It was a melancholy experience the day my wife and I at last junked our first daughter’s first stroller. It had negotiated the potholes of New York City, the tectonically fractured sidewalks of Mexico City, and the tooth-rattling cobblestones of Marbella, Spain. So when we at last rolled it to the trash pick-up spot in the basement of our apartment building, one of us said, “Farewell Aquarius, and we thank you.”

Those, of course, were the words spoken by the Apollo 13 crew in 1970 when they jettisoned the lunar module that had served as their lifeboat on the way back to Earth after an explosion crippled their command module. Admittedly, my wife and I had gotten carried away with our invocation of those famously elegiac words for so humble a thing as a stroller. But in both cases, those words said something about the love that human beings come to feel for inanimate machines that will never be able to love them in return.

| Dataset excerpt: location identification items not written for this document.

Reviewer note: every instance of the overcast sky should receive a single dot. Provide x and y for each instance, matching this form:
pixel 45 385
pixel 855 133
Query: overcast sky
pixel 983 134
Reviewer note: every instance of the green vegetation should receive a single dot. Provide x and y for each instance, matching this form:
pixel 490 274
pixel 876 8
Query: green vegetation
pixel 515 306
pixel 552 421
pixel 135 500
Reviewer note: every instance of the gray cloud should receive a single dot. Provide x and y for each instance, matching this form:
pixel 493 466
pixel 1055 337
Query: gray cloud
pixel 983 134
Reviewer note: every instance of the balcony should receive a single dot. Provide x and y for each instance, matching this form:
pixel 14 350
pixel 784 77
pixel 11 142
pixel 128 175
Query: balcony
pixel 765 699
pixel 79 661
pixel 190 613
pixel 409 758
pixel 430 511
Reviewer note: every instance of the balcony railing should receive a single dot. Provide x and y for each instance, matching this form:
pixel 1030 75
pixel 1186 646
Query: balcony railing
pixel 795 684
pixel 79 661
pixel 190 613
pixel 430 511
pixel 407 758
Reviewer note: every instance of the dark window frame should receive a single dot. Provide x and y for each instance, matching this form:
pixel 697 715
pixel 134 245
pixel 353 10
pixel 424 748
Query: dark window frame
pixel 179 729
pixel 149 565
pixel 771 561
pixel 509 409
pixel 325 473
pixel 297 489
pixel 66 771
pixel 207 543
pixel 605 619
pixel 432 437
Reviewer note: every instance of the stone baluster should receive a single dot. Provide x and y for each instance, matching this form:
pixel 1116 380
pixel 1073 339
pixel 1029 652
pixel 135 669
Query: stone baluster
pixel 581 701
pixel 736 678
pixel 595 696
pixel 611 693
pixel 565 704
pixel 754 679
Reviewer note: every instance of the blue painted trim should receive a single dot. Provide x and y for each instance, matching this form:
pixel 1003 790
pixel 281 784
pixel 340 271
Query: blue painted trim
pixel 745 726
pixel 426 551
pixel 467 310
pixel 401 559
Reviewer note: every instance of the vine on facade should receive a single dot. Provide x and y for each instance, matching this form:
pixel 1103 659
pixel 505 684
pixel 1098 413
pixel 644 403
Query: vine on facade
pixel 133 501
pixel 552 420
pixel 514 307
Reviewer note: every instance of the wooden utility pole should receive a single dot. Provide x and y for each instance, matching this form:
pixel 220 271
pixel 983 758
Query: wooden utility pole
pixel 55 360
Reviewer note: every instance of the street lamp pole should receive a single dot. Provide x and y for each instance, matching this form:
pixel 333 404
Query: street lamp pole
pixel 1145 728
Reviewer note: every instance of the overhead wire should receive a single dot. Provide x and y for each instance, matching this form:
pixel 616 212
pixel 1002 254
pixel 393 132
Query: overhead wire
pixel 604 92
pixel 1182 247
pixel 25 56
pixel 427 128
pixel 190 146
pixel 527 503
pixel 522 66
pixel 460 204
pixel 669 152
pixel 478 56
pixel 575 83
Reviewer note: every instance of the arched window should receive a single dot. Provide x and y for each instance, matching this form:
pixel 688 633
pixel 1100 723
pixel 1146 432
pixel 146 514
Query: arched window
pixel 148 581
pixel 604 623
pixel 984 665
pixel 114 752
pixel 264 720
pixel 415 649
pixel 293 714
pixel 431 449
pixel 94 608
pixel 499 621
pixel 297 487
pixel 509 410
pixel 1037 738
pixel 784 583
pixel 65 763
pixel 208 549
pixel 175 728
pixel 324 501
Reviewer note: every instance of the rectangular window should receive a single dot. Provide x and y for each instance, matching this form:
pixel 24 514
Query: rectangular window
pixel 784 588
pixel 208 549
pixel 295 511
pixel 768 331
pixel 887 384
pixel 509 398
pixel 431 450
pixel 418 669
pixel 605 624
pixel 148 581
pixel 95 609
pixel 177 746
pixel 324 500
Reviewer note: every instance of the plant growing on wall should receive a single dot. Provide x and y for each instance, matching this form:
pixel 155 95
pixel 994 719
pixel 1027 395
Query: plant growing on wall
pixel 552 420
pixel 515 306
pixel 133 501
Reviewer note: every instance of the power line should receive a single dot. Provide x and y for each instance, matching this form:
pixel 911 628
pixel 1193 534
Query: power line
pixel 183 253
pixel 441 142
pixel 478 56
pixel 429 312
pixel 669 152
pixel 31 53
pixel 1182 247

The same sweet sentiments, the same respectful encomia, are being voiced today with the announcement that NASA has at last shut down the operations of its venerable Opportunity rover. The golf cart-sized robot landed on Mars in 2004, plugged along for 15 years (exceeding its minimum 90-day life expectancy 60-fold) and, in its long and productive life, traveled across more than 28 miles of the Martian landscape, returned more than 217,000 images and established the now-accepted scientific truth that Mars was once a watery planet like Earth, shot through with rivers and sloshing with seas and oceans. Water, of course, is the sine qua non for life as we know it.

Like so many spacecraft, Opportunity was unapologetically anthropomorphized throughout its life. On the evening of Feb. 12, several months after NASA lost contact with the rover, science reporter Jacob Margolis of KPCC in Southern California poignantly tweeted that its final transmission was the digital equivalent of “My battery is low and it’s getting dark.”